Mein Narkosegerät zeigt mir auf dem Bildschirm die wichtigsten Informationen an: Herzfrequenz, Blutdruck, Sauerstoffsättigung, wie viel Narkosegas in etwa in der Lunge des Patienten ist, Körpertemperatur.

Für alle diese Werte kann man Alarmgrenzen einstellen. Ist der Blutdruck zu hoch oder zu niedrig gibt es eine Alarmgeräusch und eine optische Erinnerung. Bing-bing-bing-bing-bing! Was man als erstes lernt, ist immer zuerst den Alarm-aus-Knopf zu drücken und erst anschließend zu überlegen, was denn nun das Problem ist.

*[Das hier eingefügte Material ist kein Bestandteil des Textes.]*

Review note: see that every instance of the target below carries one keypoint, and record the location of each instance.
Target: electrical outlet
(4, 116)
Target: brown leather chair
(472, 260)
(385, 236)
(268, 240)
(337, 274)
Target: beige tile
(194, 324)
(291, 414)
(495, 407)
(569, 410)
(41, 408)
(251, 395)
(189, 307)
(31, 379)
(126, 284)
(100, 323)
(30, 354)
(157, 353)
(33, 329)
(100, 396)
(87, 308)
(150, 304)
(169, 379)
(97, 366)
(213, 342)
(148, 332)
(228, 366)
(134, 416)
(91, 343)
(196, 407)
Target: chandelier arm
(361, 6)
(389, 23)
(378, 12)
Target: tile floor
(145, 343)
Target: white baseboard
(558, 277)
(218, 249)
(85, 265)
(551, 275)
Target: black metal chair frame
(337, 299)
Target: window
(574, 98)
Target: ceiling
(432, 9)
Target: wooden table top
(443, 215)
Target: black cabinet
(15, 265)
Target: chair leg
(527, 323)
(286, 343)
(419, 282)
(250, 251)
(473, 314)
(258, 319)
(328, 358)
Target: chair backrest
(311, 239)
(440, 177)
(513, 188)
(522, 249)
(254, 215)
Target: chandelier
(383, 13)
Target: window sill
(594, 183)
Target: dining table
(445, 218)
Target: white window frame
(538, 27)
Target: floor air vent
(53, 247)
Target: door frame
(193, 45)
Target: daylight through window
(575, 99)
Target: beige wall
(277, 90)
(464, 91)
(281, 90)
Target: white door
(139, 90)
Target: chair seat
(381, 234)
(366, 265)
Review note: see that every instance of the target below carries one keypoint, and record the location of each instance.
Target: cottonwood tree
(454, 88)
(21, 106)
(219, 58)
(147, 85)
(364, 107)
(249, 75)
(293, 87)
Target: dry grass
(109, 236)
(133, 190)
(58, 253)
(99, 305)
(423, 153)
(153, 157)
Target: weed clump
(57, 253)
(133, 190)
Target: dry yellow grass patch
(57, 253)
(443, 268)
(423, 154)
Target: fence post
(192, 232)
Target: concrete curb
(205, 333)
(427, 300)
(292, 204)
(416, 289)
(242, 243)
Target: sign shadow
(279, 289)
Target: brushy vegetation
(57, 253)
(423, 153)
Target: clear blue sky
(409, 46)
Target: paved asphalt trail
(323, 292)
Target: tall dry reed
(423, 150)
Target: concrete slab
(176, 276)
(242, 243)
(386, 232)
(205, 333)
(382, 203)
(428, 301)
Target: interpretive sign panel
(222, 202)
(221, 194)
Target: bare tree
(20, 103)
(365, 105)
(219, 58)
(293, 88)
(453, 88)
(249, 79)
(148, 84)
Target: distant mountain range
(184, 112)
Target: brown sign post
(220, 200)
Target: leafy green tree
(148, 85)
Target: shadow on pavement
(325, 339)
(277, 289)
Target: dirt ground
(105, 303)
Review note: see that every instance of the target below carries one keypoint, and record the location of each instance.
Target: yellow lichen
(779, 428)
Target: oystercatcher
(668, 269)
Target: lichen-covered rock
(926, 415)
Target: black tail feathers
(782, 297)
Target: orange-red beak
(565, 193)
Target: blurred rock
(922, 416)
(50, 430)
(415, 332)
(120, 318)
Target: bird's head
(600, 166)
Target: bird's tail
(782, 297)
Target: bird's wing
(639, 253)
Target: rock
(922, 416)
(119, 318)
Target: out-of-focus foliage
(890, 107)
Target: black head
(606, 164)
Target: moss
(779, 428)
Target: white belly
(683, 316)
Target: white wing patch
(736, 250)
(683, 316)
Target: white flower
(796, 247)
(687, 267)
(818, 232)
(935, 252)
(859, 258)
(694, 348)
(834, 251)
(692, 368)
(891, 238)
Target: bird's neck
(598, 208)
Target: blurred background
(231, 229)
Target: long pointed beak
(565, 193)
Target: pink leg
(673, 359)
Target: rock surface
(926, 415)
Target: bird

Ist es, wie so oft, ein Messfehler oder hat der Patient — und damit man selbst als Narkosearzt — ein Problem? Zusätzlich kann man mit Dr. Zeus auch die kontinuierliche Injektion von Medikamenten steuern, sowie die Applikation des Narkosegases.

Viele empfinden Narkosemaschinen als nervig. Ich habe einige Studenten erlebt, die meinten, sie könnten sich bei dem Gepiepse nicht konzentrieren, ja die Maschine würde sie regelrecht einschüchtern, das sei ja alles Gerätemedizin.

Im Gegensatz dazu sehe ich die Narkosemaschine also meinen großen Freund, der immer da ist. (Geräteausfälle gibt es extrem selten und wenn, da haben wir stets einen manuelle Backup in der Hinterhand.) Denn: Dr. Zeus hält mir den Rücken frei, Dr. Zeus ersetzt die fehlenden Hände, die ich nicht habe, Dr. Zeus warnt mich, wenn meine Aufmerksamkeit auf etwas anderes gerichtet ist.

Ich glaube, wenn man seine Narkosemaschine nicht als Freund und Helfer sieht, dann wird man in der Anästhesie nicht lange glücklich werden.